Remember six months ago when people cared whether or not Chris Christie would run for president and then he announced his candidacy for the Republican nomination for the 2016 election and everyone was like, yawn? Well now the New Jersey Governor is doing what he does best, which is making outlandish comments in the name of being ballsy and no-nonsense for the sake of attention.
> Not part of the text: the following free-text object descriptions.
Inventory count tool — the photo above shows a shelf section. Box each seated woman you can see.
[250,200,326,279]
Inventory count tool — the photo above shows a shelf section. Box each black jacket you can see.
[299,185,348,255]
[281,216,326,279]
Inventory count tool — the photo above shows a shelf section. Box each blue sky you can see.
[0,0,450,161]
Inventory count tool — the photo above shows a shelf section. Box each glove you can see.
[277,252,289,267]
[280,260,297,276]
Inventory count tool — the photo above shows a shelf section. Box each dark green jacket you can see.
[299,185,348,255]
Speaking to some 200 people in a town hall meeting in Iowa yesterday, Gov. Christie was asked by a mother of two cops how he’ll support law enforcement as president (because apparently repeatedly getting away with murder isn’t enough). He replied rather backhandedly:
“I think all lives matter. But let me tell you this: When a movement like that calls for the murder of police officers…no President of the United States should dignify a group like that by saying anything positive about them, and no candidate for president, like Hillary Clinton, should give them any credibility by meeting with them, as she’s done.
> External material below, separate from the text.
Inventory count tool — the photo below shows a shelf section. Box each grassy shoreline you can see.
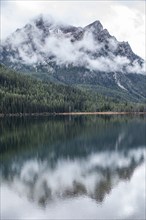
[0,111,146,118]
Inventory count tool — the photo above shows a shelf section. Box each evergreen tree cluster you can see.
[0,65,145,114]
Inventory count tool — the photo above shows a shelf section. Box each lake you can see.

I want the Black Lives Matter people to understand: Don’t call me for a meeting. You’re not getting one.”
Because that was at the top of their agenda.
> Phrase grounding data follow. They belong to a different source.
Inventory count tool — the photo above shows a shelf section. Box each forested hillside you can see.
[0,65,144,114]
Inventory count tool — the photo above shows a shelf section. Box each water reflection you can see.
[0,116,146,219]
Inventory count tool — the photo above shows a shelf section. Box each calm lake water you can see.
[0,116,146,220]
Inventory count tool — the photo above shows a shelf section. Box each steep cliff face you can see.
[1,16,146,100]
In case you need a refresher — and a documented rebuttal for Christie’s claim — review the statement below that was put out by the Black Lives Matter Movement in September after several conservative pundits like Bill O’Reilly began calling them a hate group and blaming them for the deaths of police officers.
“Don’t be fooled. We’re targeting the brutal system of policing, not individual police. The Black Lives Matter Network seeks to end the system of policing that allows for unchecked violence against black people. Right-wing portrayals of this as targeting of individual police are deliberate distortions to derail growing public debate about white supremacy, the ongoing epidemic of violence against black people, and the need to end institutionalized racism in the policing and criminal justice systems.
“The Black Lives Matter Network is a love group. We seek a world in which ALL Black lives matter, and racial hierarchy no longer organizes our lives or yours. This is a vision of love. As Black survivors of White supremacy, our hearts go out to all victims of violence. We know all too well the pain and suffering of losing loved ones to interpersonal and institutional violence. That’s why we call for an immediate end to the centuries of brutality against Black people by the police and by white vigilantes. We also demand economic policies that rebuild Black families and communities destabilized by violent and regressive rules that make the 1% wealthy and impoverish or indebt the rest of us. These are demands of love.”
The situation in Iowa just about embodies every element of trickery BLM spoke to two months ago. We get it; let’s just hope the majority of voters do.